Europeana has made strong argument for the importance of digital access to cultural heritage collections. It’s not just about access, they argue, but the role of digital cultural heritage in supporting innovation. Have a look at the Europeana Strategy 2015-20 – for a strategy document it’s remarkably readable! If you’re ever wondering why we bother, why documenting and sharing cultural collections is important, this is a good place to start.

Research

Screen capture from redacted — Browse 235,000 ASIO redactions!

But digital collections don’t just support new interfaces or artworks, they enable new types of research. We can ask different types of questions.

Some of you have heard about my ongoing battles with ASIO files in the National Archives of Australia. I’ve downloaded many thousands of digitised pages and extracted information about redactions – the bits that are blacked out for security or other reasons. I’ve also created my own interface that allows you to explore the redactions (and even some unexpected redaction art). I’m going to use the data I’ve collected about redactions to try and understand the way ASIO collected and stored information. None of this would have been possible if the National Archives hadn’t digitised the files and made metadata available through their online database.

There are exciting opportunities for finding new patterns and perspectives within existing collections. Viral Texts is a project that is using digitised newspapers to shine new light on the processes by which information was disseminated in the 19th century.
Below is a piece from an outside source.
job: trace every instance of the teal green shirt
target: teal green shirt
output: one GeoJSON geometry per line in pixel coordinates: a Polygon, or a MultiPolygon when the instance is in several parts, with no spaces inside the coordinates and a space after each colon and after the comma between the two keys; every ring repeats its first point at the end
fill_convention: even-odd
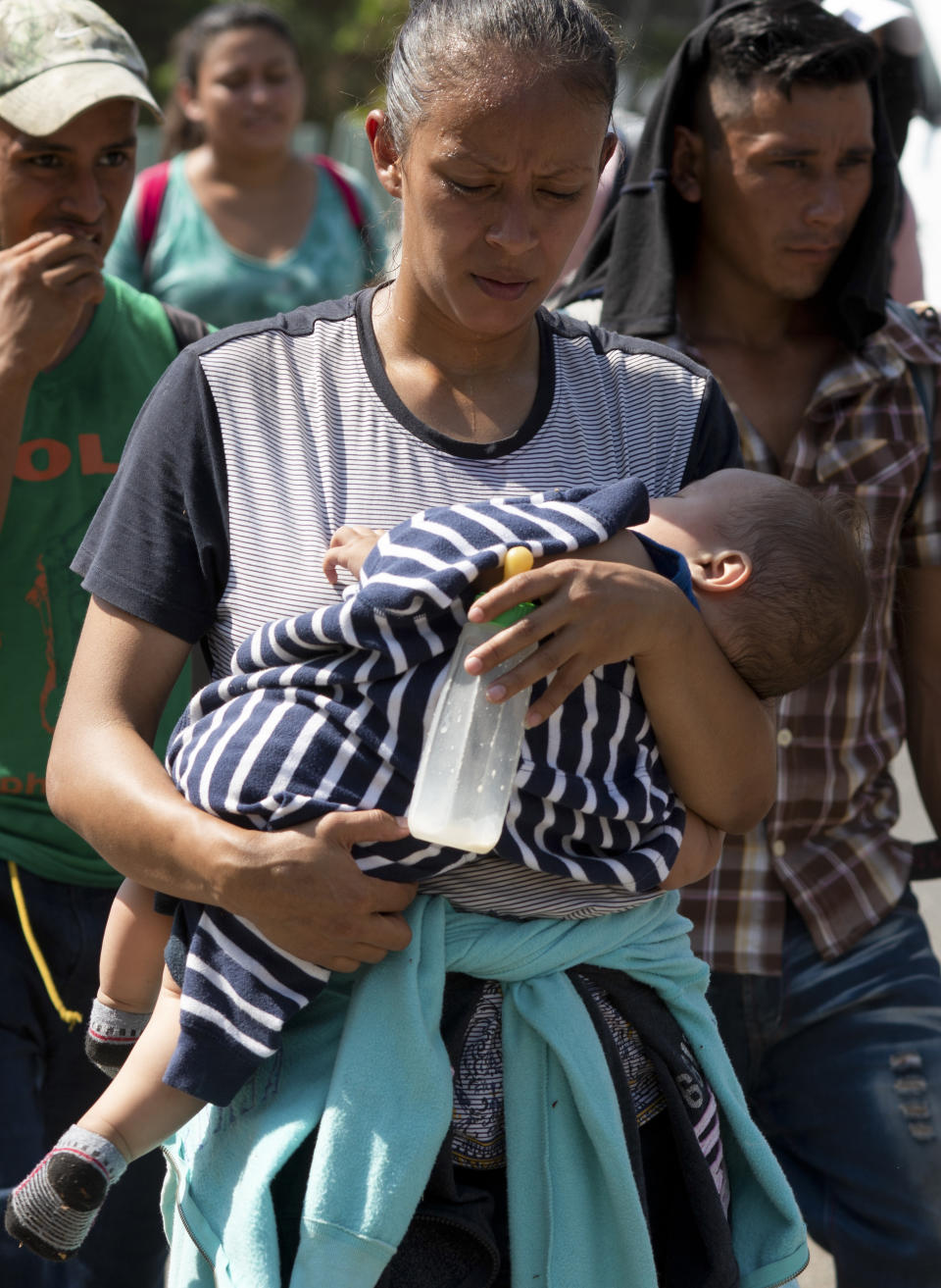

They’re using software originally developed for genetics research to track patterns in text. Did you think the ‘listicle’ was a product of the Internet – the Viral Texts project has shown that lists of ‘interesting facts’ were very commonly shared by 19th century newspapers.

If you’re interested in new possibilities for art history have a look at Matthew Lincoln’s work drawing on a number of digital collections.

The future?

Throughout this unit we’ve seen examples of where technology is heading – new tools and technologies will help us to look at collections differently, to share them more effectively, to create new opportunities for learning and research. But at the same time, we’ve seen how important it is to get the basics right. Interfaces come and go, but good metadata lasts forever (or for a lot longer anyway!). Questions about value and significance will still be important in grappling with the complexities of digital collections.

Portfolio alert! Read Europeana’s Strategic Plan and explore the various articles and examples linked on this page and think about how we will find and explore cultural heritage collections in the future. Europeana’s slogan is ‘we transform the world with culture’, in a minimum of 200 words explain how making cultural heritage collections available online can ‘transform the world’. What changes and why?